# Bike week in Florida



## ratrodz (Mar 2, 2022)

Anyone here going to this?


----------



## saladshooter (Mar 2, 2022)

@Billythekid


----------



## Freqman1 (Mar 2, 2022)

This weekend is the Antique Motorcycle Club of America (AMCA) Sunshine Chapter National Spring Meet also in Deland https://sunshinechapteramca.yahoosites.com/national-meet.html


----------



## Billythekid (Mar 2, 2022)

I may go depends how my wife is feeling it wasn’t a huge turn out last year as far as bicycles go however I got to meet some really cool people and see some really cool bicycles that were there


----------



## Billythekid (Mar 2, 2022)

I like how AMCA is doing something the same weekend I’m not sure if they did last year but I did not know about it


----------



## ratrodz (Mar 2, 2022)

My buddy said it 10 days


----------



## Freqman1 (Mar 2, 2022)

I'll have my '57 Sportster and '38 Motormaster at the AMCA meet but may try to swing over to the other meet as well since I'm there.
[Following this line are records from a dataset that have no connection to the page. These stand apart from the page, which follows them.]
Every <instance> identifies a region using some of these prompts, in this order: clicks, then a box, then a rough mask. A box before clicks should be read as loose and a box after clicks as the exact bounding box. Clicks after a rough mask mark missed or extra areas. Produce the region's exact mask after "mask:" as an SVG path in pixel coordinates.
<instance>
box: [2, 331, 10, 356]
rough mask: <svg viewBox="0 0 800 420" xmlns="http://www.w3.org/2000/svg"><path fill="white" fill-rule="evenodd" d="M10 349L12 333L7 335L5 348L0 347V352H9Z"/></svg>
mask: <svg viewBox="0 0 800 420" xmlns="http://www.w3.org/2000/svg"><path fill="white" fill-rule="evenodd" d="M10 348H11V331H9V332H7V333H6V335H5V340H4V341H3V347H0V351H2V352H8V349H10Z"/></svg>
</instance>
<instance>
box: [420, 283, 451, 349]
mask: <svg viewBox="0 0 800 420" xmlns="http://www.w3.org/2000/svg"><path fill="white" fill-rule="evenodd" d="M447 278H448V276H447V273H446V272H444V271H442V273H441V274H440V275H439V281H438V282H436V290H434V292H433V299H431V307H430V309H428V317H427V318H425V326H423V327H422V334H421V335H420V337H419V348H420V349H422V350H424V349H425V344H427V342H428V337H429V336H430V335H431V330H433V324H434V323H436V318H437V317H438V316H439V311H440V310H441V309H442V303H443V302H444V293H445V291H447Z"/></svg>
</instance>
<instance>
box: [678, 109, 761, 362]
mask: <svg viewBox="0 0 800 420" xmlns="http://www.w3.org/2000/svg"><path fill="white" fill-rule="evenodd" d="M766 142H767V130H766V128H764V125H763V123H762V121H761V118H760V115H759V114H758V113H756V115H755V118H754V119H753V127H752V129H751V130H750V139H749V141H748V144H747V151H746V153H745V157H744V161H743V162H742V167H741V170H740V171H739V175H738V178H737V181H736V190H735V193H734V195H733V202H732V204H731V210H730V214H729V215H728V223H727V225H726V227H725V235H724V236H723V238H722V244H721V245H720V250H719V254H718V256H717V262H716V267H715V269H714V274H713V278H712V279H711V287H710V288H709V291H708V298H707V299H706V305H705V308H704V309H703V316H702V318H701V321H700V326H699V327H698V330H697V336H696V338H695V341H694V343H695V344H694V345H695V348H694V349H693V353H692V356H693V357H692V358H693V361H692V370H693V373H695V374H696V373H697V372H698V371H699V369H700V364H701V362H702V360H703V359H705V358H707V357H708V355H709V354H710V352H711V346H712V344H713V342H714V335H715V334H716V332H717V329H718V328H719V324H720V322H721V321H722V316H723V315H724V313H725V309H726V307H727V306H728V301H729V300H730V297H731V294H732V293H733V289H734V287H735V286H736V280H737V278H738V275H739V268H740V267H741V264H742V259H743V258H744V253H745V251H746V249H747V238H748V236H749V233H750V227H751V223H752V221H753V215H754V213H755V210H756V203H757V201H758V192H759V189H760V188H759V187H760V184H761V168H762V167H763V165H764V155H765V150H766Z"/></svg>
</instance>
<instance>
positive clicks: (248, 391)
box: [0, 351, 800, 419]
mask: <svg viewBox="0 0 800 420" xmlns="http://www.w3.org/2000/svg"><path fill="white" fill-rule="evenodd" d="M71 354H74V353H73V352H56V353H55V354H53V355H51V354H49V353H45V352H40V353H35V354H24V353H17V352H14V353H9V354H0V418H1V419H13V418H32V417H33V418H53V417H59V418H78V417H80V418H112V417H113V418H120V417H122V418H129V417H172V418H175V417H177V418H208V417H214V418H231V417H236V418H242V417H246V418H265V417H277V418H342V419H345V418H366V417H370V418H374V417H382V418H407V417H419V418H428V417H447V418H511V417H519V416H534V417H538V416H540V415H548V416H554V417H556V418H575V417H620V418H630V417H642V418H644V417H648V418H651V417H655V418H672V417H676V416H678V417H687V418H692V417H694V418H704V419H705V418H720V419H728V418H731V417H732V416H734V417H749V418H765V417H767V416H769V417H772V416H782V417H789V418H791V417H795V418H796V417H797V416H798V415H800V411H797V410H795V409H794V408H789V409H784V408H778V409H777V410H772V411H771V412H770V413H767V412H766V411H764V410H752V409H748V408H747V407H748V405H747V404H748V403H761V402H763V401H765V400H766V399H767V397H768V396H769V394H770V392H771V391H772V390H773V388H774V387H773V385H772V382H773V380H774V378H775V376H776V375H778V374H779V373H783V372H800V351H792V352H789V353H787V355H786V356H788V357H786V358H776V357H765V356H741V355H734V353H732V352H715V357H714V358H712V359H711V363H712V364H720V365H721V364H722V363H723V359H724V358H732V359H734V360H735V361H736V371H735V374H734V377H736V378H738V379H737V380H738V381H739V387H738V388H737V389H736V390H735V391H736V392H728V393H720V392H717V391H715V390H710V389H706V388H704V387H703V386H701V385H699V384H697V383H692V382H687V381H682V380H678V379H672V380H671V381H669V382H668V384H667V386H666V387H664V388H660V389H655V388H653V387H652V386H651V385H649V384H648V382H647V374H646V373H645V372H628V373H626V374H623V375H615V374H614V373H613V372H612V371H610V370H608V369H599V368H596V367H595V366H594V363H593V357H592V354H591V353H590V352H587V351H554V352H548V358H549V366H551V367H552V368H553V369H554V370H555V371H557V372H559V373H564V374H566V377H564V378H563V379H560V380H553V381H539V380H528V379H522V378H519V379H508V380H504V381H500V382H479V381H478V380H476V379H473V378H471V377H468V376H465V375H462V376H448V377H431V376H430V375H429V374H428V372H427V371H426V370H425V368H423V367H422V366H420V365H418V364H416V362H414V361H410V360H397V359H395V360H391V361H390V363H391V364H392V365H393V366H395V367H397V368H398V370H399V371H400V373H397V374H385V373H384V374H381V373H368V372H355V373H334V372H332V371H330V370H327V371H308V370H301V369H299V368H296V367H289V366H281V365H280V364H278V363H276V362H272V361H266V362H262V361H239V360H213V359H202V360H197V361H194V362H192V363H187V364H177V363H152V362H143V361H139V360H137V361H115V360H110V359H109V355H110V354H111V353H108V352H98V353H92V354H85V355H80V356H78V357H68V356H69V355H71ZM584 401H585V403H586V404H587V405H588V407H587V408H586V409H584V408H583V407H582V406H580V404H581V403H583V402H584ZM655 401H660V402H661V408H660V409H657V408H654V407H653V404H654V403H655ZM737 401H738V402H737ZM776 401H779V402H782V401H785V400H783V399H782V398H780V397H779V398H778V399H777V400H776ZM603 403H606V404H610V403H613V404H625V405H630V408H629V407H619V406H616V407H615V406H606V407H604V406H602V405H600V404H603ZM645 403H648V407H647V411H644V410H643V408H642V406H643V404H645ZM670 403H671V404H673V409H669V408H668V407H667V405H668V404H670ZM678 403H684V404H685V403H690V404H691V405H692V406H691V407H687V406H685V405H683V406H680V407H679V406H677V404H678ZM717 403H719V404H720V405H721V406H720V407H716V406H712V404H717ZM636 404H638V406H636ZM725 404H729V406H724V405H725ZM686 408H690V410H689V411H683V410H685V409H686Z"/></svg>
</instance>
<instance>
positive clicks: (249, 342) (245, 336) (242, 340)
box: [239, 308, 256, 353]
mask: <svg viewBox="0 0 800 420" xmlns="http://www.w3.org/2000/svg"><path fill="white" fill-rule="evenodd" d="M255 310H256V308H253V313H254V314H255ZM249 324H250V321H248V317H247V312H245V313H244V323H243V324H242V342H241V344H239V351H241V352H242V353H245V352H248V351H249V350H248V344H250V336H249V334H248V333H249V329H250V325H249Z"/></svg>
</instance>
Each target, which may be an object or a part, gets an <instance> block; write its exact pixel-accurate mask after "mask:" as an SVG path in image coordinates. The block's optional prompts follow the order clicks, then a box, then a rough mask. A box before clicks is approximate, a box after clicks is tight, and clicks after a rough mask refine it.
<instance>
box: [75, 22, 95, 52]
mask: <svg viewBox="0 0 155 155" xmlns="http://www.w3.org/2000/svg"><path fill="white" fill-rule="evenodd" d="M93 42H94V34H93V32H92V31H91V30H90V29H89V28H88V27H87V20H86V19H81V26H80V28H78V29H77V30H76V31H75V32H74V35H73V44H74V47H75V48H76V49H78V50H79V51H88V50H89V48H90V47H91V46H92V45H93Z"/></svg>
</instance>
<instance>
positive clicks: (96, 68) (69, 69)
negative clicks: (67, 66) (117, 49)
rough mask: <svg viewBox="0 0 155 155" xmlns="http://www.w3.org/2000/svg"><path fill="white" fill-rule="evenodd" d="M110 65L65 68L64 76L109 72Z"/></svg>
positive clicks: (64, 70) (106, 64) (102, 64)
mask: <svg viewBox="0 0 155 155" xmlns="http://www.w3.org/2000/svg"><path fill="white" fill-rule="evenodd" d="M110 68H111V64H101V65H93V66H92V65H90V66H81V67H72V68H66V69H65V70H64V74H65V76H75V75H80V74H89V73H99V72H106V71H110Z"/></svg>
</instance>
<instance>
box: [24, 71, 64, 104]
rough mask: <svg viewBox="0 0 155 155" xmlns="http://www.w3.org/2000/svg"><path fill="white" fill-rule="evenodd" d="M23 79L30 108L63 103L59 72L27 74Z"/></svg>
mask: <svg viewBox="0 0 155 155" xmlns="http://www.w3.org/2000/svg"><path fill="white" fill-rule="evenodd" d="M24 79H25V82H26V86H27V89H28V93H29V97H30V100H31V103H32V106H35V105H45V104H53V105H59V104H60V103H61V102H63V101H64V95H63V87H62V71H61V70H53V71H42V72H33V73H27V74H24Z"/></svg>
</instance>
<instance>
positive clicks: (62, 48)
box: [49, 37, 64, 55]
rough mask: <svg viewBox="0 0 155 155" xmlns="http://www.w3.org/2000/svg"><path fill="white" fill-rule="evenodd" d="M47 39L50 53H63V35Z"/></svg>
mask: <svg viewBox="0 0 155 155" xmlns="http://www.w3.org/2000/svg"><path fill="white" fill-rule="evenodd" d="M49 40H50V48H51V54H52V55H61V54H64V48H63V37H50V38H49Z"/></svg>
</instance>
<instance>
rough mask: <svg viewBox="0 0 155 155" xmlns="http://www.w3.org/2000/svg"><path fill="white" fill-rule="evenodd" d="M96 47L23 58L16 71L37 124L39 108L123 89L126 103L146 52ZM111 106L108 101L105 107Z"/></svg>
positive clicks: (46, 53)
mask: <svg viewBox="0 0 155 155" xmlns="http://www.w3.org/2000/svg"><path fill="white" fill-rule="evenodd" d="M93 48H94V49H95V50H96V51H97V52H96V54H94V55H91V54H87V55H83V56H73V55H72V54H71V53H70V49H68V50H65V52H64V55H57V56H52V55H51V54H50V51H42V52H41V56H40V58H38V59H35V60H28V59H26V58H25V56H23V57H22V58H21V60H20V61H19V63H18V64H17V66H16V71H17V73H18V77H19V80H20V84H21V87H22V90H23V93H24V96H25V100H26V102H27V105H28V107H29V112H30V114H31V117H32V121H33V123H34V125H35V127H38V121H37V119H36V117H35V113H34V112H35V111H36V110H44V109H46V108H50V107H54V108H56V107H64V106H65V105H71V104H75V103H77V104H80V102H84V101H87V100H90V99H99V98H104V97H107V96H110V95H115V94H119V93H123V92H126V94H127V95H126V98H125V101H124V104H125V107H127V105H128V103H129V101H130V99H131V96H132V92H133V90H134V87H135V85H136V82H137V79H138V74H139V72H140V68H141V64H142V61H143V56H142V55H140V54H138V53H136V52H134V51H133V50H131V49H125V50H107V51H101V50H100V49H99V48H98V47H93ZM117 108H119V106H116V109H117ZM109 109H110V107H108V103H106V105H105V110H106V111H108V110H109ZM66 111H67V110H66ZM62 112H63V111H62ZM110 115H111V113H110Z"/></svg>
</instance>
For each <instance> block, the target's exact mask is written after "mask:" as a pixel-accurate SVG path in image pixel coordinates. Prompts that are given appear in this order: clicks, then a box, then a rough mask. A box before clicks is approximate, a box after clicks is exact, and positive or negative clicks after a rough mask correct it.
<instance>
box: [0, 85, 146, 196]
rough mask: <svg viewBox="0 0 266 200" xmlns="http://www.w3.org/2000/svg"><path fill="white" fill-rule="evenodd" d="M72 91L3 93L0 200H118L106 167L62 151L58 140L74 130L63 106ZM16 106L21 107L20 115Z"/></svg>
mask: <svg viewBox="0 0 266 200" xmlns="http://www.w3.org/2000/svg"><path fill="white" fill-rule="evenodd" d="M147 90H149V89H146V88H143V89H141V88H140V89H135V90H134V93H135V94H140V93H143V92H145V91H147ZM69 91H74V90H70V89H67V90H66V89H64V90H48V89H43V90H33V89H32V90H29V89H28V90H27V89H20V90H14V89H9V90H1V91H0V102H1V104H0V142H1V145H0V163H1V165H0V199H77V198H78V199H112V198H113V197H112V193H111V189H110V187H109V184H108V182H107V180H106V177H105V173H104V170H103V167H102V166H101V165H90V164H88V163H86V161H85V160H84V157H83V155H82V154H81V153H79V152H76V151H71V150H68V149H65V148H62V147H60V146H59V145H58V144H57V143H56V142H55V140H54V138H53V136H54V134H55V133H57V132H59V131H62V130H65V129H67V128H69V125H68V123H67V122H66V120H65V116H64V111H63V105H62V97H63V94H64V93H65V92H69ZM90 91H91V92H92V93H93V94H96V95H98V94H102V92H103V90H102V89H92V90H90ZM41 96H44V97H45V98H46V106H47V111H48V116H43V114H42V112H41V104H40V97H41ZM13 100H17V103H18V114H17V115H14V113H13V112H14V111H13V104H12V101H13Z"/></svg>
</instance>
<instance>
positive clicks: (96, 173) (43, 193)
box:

V/r Shawn


----------



## Freqman1 (Mar 3, 2022)

ratrodz said:


> My buddy said it 10 days



Daytona Bike Week last 10 days. We’re on the road now and a few people headed that way. Later today and tomorrow will probably be crazy on both I-95 and I-10. We’re coming down I-95 and cops everywhere-watch your speed! V/r Shawn


----------



## Freqman1 (Mar 4, 2022)

ratrodz said:


> View attachment 1580917
> 
> 
> Anyone here going to this?



We thought about it but not much buzz about it so gonna skip it and do some sightseeing.


----------



## cyclingday (Mar 4, 2022)

The Fairchild National Tropical Botanical Garden, in Coral Gables is definitely worth a visit.


----------



## Billythekid (Mar 4, 2022)

Here’s some pics from last year the giant wood motorcycle was going to burning man  and the essco bike came from the swap meet area


----------



## Swampthing (Mar 7, 2022)

Nice. 
sorry I missed it. 
maybe next year


----------



## Freqman1 (Mar 7, 2022)

Did anyone go to this show? Pics?


----------



## Billythekid (Mar 7, 2022)

No and I saw a buddy today and he said he didn’t go


----------